In order to automatically correct detection errors caused by assembly errors, etc., the summed voltage of both outputs of the secondary coils of the differential transformer is compared with a preset reference voltage, and this output is applied to the primary coil of the differential transformer. A circuit is provided to provide negative feedback to the coil input. Such a circuit is illustrated in FIG. The respective outputs from the secondary coils 6, 6' are processed through high impedance buffer amplifiers _7a , _7b and rectifier and smoothing circuits _8a , _8b , and both outputs of the rectifier and smoothing circuits _8a , _8b are processed. The signal is guided to a differential amplifier 9, and its output is outputted via a connection circuit 13. On the other hand, the summed voltage of both outputs of the rectifying and smoothing circuits 8 _a and 8 _b and the reference voltage from the reference voltage generator 12 are compared in the differential amplifier 10 , and the output thereof is input to the oscillator 11 . The configuration is such that the primary coil 5 is excited while the output is controlled by the output of the differential amplifier 10. With this configuration, detection errors due to the causes described above can be automatically corrected. Note that another reference voltage from the reference voltage generator 12 is also connected to the connection circuit 13, and is subjected to addition processing in the connection circuit 13. This is so that the reference voltage from the illustrated potentiometer sets the detection sensitivity and zero point.

(Effects of the invention) When the inclination angle detection device using magnetic fluid according to the present invention is configured as described above, detection accuracy is high, sensitivity and measurement range can be arbitrarily selected, and efficient measurement is possible. It is possible to provide a tilt angle detection device whose product price is low and whose output signal is easy to use.

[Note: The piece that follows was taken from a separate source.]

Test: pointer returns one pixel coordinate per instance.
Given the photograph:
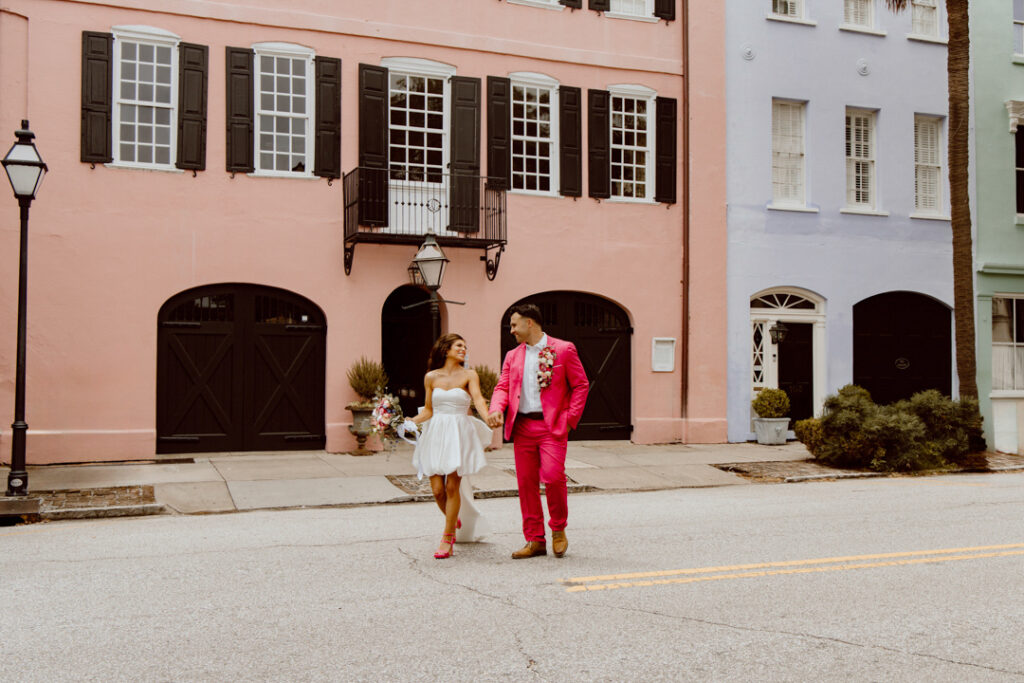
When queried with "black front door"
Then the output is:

[Brief explanation of the drawing]

FIG. 1 is a combination of a cross-sectional view of an example of a magnetic fluid-based tilt angle detection device of the present invention and a circuit diagram of an automatic malfunction correction circuit, and FIG. 2 is a graph comparing output characteristics in this type of detection method. 1...container, 2...magnetic fluid, 3...air bubbles, 4
......winding frame, 5...primary coil, 6, 6'...2
Primary coil, 7 _a , 7 _b ...... High impedance buffer amplifier, 8 _a , 8 _b ...... Rectification smoothing circuit, 9, 10
......Differential amplifier, 11...Oscillator, 12...Reference voltage generator, 13...Connection circuit, 14...Shield.

Claims (1)

[Claims for Utility Model Registration] (1) Magnetic fluid is used as an encapsulated liquid, and the inner wall surface on the side in contact with the bubbles is given a curvature, and a differential transformer is wound around it, and the inclination angle is determined by the output of the magnetic fluid. An inclination angle detection device using a magnetic fluid, characterized in that in a bubble tube configured to detect a bubble, the inner wall surface on the side in contact with the bubble is subjected to a surface roughening process, and the inner wall surface is provided with at least two types of curvature. . (2) The inclination angle detection device using a magnetic fluid according to claim 1 of the utility model registration claim, characterized in that the container of the vial and the winding frame of a differential transformer have an integral structure. (3) Scope of Utility Model Registration Claims Paragraph 1 or 2
In either of the terms, 2 of the differential transformer
The sum of both outputs of the secondary coil is compared with a preset reference voltage, and this output is negatively fed back to the input of the primary coil of the differential transformer to automatically correct detection errors. A tilt angle detection device using magnetic fluid.